Now if manufacturing sub-standard fertiliser is by itself an offence and marketing the sub-standard fertiliser is itself a distinct offence but they are so inter-connected as cause and effect, both can be tried at one or the other place. If one manufactures the sub-standard fertiliser, wherever it is marketed the inter-relation or causal connection is of cause and effect. The situation will be adequately covered by Sections 179 and 180 of the Code of Criminal Procedure. We are in agreement with the later decision of the Division Bench rendered on March 9, 1983 that the Court where the sub-standard fertiliser is being marketed will equally have the jurisdiction to try the manfuacturer of sub-standard fertiliser.

41. The learned counsel for the petitioners would cite (Bhagwan Das v. Delhi Administration) and would contend that in the absence of any allegation in the complaint, the Court cannot presume that the acts are interconnected with each other. As a matter of fact, this decision was cited before the revisional Court also. The said decision was rightly distinguished by the Sessions Court holding that in the said case, there is no allegation that the ghee distributed by the manufacturer to the vendor is adulterated and, therefore, the Apex Court held that there cannot be joint trial. But, in this case, as correctly pointed out by the revisional Court that definite allegations are available in the complaint on the instruction given by Ahmed Anoor of Saudi Arabia for whom Al and A3 were working at Madras and Bombay respectively, Al made payment and A3 received the same. Though these are two distinguished offences, it is nothing but cause and effect and as such, in my view, both Sections 179 and 180, Cr.P.C. would squarely apply.

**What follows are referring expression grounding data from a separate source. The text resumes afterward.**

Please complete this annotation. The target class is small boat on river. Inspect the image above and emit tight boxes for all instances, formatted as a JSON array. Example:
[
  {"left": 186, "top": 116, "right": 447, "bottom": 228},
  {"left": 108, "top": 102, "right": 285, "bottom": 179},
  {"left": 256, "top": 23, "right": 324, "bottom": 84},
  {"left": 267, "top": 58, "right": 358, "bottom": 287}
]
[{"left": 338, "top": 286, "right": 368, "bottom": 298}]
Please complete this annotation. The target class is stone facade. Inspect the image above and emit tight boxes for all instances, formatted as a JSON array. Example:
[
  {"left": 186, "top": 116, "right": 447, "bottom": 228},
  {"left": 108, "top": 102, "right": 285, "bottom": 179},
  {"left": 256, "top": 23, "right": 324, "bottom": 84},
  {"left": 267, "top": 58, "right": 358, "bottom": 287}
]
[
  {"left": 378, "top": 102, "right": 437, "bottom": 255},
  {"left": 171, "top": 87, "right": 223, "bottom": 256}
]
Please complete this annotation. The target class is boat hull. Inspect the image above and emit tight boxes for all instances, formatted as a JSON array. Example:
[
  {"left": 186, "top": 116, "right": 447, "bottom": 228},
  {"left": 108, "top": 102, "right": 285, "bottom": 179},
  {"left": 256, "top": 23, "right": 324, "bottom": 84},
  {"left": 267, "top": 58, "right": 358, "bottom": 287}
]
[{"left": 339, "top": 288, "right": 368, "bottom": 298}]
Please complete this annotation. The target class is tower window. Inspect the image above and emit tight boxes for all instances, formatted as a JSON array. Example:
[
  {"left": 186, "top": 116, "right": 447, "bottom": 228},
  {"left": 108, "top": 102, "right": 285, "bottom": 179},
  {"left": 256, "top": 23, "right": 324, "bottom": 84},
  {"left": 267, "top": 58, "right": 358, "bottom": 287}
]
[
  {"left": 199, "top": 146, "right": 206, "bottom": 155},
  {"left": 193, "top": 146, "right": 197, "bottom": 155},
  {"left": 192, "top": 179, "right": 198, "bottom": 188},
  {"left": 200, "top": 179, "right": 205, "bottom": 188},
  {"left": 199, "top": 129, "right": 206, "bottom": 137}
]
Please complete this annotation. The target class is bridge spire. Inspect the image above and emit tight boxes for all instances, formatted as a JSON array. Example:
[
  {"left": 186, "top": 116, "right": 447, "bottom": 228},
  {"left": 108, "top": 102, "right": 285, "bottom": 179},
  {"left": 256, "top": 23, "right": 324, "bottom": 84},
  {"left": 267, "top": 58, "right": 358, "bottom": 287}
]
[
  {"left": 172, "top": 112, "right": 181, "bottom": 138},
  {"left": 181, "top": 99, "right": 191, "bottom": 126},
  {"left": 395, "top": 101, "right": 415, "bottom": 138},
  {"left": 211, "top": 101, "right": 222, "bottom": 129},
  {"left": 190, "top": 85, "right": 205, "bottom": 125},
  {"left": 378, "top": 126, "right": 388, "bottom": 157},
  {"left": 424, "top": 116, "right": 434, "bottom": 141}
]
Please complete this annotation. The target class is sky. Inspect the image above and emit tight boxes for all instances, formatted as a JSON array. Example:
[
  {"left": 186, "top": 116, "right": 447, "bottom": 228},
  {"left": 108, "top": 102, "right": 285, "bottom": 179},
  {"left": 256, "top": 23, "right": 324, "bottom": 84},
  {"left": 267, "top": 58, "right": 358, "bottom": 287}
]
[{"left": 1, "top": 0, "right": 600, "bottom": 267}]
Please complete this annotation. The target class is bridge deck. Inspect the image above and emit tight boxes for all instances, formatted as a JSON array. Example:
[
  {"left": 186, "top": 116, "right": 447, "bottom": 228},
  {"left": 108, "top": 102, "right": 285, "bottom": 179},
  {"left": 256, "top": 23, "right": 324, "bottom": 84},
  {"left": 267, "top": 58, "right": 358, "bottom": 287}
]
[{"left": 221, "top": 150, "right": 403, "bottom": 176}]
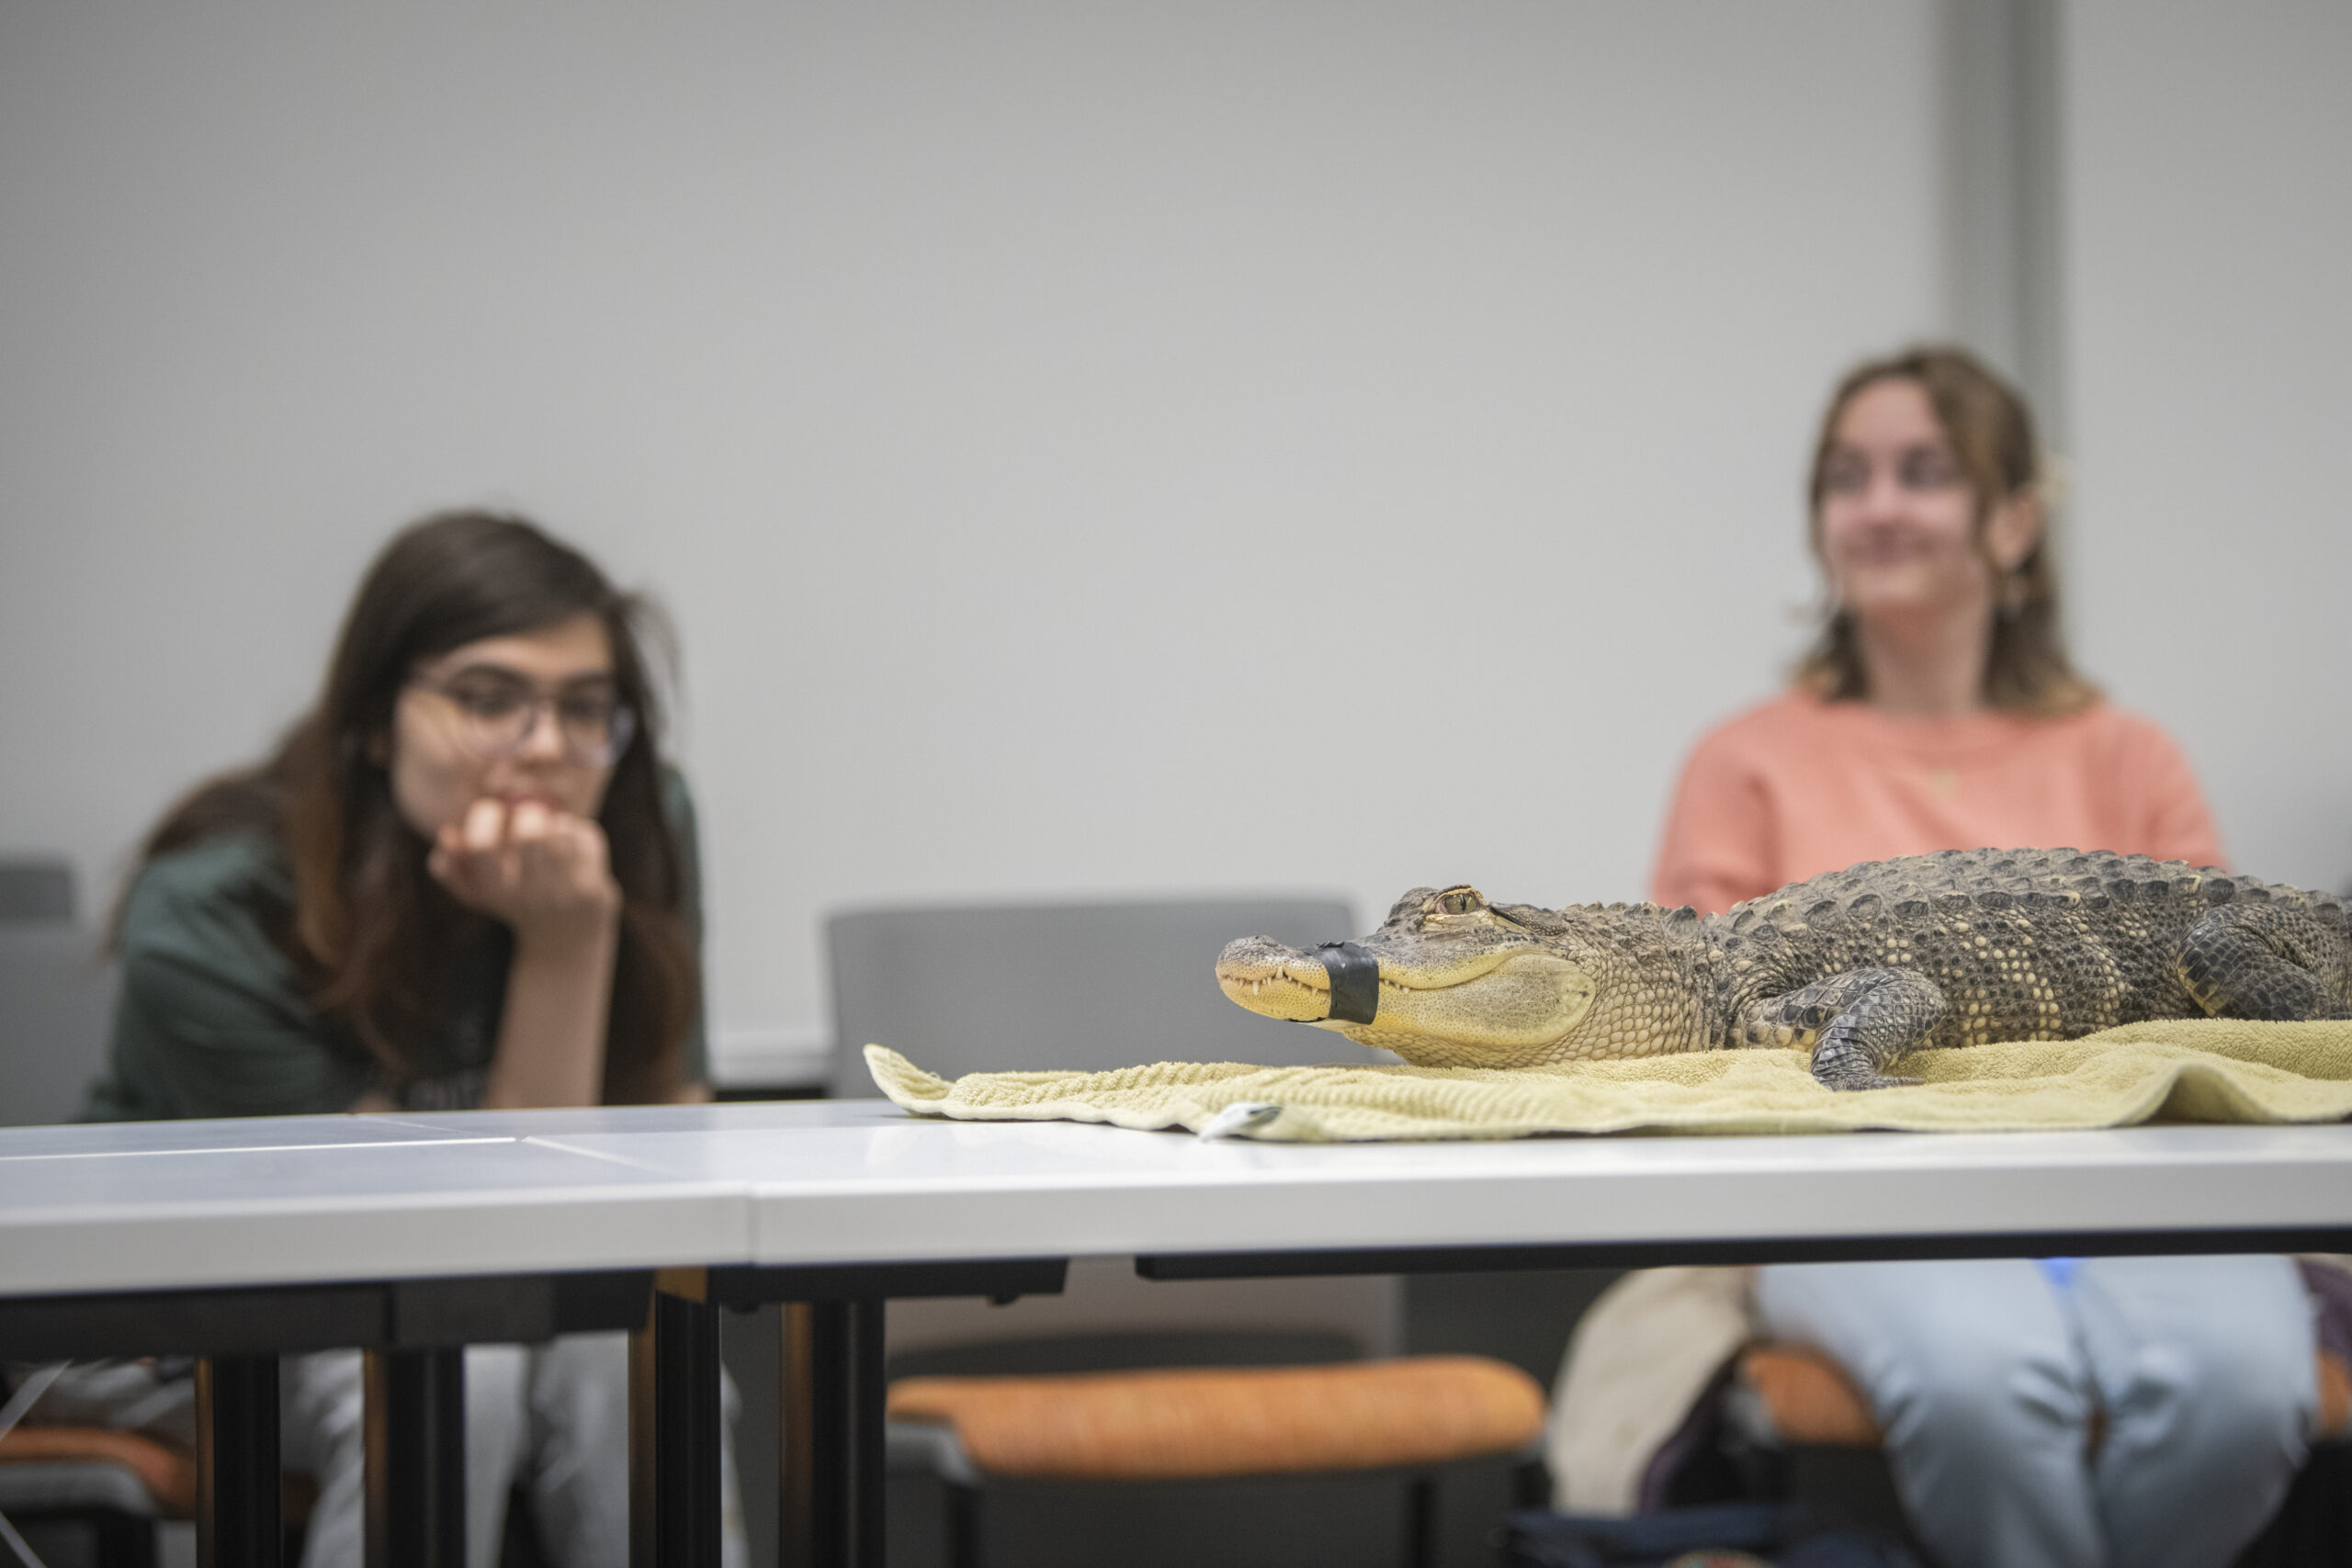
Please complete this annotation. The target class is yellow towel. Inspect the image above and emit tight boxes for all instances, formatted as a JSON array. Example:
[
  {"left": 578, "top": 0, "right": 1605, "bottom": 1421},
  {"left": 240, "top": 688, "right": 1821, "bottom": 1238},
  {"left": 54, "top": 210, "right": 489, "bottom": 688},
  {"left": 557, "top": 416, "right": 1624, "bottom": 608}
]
[{"left": 863, "top": 1019, "right": 2352, "bottom": 1141}]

42. In regard to the other offences, as pointed out by the revisional Court, when it is a prosecution case that those offences were committed in the course of same transaction, as per Section 223(d), though they are different offences, since they were committed in the course of same transaction, they can be charged and tried together in one Court as provided under Section 184, Cr.P.C.

43. In this case, Al at Madras and A2 and A3 at Bombay are admittedly engaged in the recruitment of skilled and unskilled workers for Ahmed Anoor, common Principal of Saudi Arabia, a person resident in outside India on whose behalf accused 1 to 3 were receiving instructions and accordingly, making and receiving the payments. Therefore, the contention of the prosecution that in view of the proximity of time, unity of purpose and design and continuity of series of actions, the Court at Madras has got jurisdiction, as the cause of action for filing complaint has arisen in Madras also as the entire transaction is inter-connected with one another and the offence committed by A2 and A3 cannot be isolated from that of the offence committed by A1, cannot be rejected outright, in the light of the facts and figures given in the complaint.

44. The learned counsel for the petitioners would cite the decisions in P. Mohan v. State 1990 MLW (Cri) 228 and K.T.M.S. Mohd. v. Union of India This Court in 1990 MLW 228, on facts, held that for the prosecution under Section 5(1)(e) of the Prevention of Corruption Act, as the materials are available only against the husband, the wife cannot be jointly tried along with him. Similarly, in the other judgment of the Supreme Court on facts, it was held that there is no material for conspiracy for the appellants 1 and 2 in the act of third appellant fabricating false evidence. This decision was given while setting aside the conviction given by the trial Court confirmed by the High Court. These decisions would be of no avail to support the contention of the counsel for the petitioners.

45. Thus, I find no merit in the petition. Consequently, the petition is liable to be dismissed and accordingly, the same is dismissed. Consequently, Cri. M.P.Nos. 6449 and 6450 of 1998 are also dismissed.